The media is in a lot of trouble right now. Media companies across the board have been making cuts for years now and the pandemic has only made it worse. These companies were also built on advertising, causing a big money crisis for the media industry.

Simultaneously, there is a lot of distrust and misinformation eroding both people’s faith and understanding of what writers do and what is and is not journalism.

It’s important for the community to not just look at the media as something to utilize, but to support. There’s no guarantee that any media will exist in 5 years. If you value the relationships with media and the role media plays for your business, support them.

How can people support Pittsburgh Magazine?

Subscribe. Subscribe. Subscribe. And share. When you see our content pop on your social media feeds, share it! It helps us grow our readers.
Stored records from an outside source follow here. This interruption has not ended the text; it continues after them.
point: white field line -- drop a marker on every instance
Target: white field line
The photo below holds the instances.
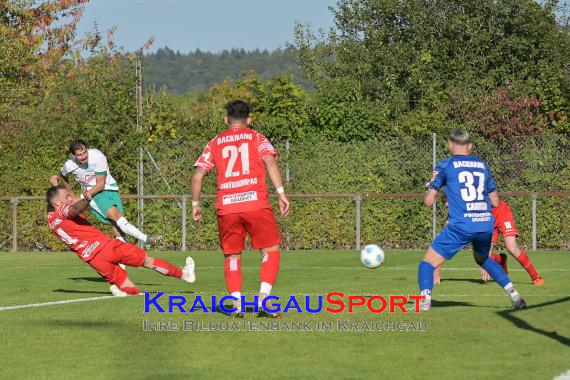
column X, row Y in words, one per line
column 32, row 305
column 64, row 302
There’s also a return on investment when you advertise. We can tell you who’s reading the magazine, what stories they are looking for and other demographic information. Don’t discount the role of advertising in your media strategy.

Are you still involved with theater?

Yes, my passion project outside of work is the Vigilance Theater Group, which I co-founded and have written a couple plays for. We’re an immersive theater group dedicated to creating intimate, experiential productions. Our first production took place in 2018, and with the pandemic, we’ve had some virtual events this year. It’s my favorite thing to work on.
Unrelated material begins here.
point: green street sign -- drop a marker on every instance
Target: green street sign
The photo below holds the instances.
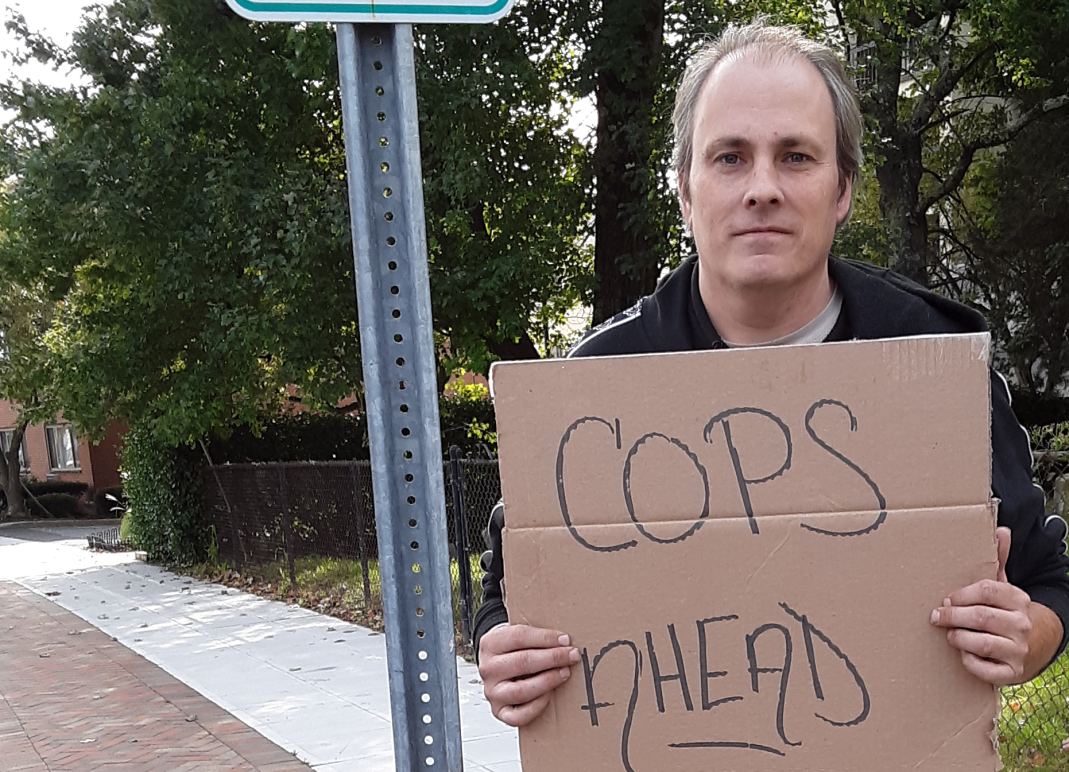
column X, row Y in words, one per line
column 393, row 12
What else do you like to do for fun?

I’ve always been passionate about movies. I’ve spent my life talking about them and now I love reviewing them as a writer. Since I was a teenager, I’ve always wanted to be at the movies. This year, I’ve been going to the drive-ins three to four times a week. There are actually 10 drive-ins within 50 miles of Pittsburgh. Check out my list here.

What advice do you have for those looking to get coverage in the magazine?

Instead of asking editors to cover a specific company, ask them what types of stories they are working on instead and see if it fits. And keep in mind the print magazine’s production schedule. We assign stories two months in advance and finish the issue a month in advance.

Don’t take it personally if your email or voicemail isn’t returned. We get a flood of messages, no less than 100 a day, which is why having a contact at the publication is infinitely more effective than just sending out a press release. I find press releases are only relevant to writers on specific beats. For example, I write about movies every week, so I keep an eye on movie-related press releases. If I don’t cover it, I delete it in a second.

So, my advice is when you’re pitching a story, know what I cover and tell me why you think it’s a good story for me.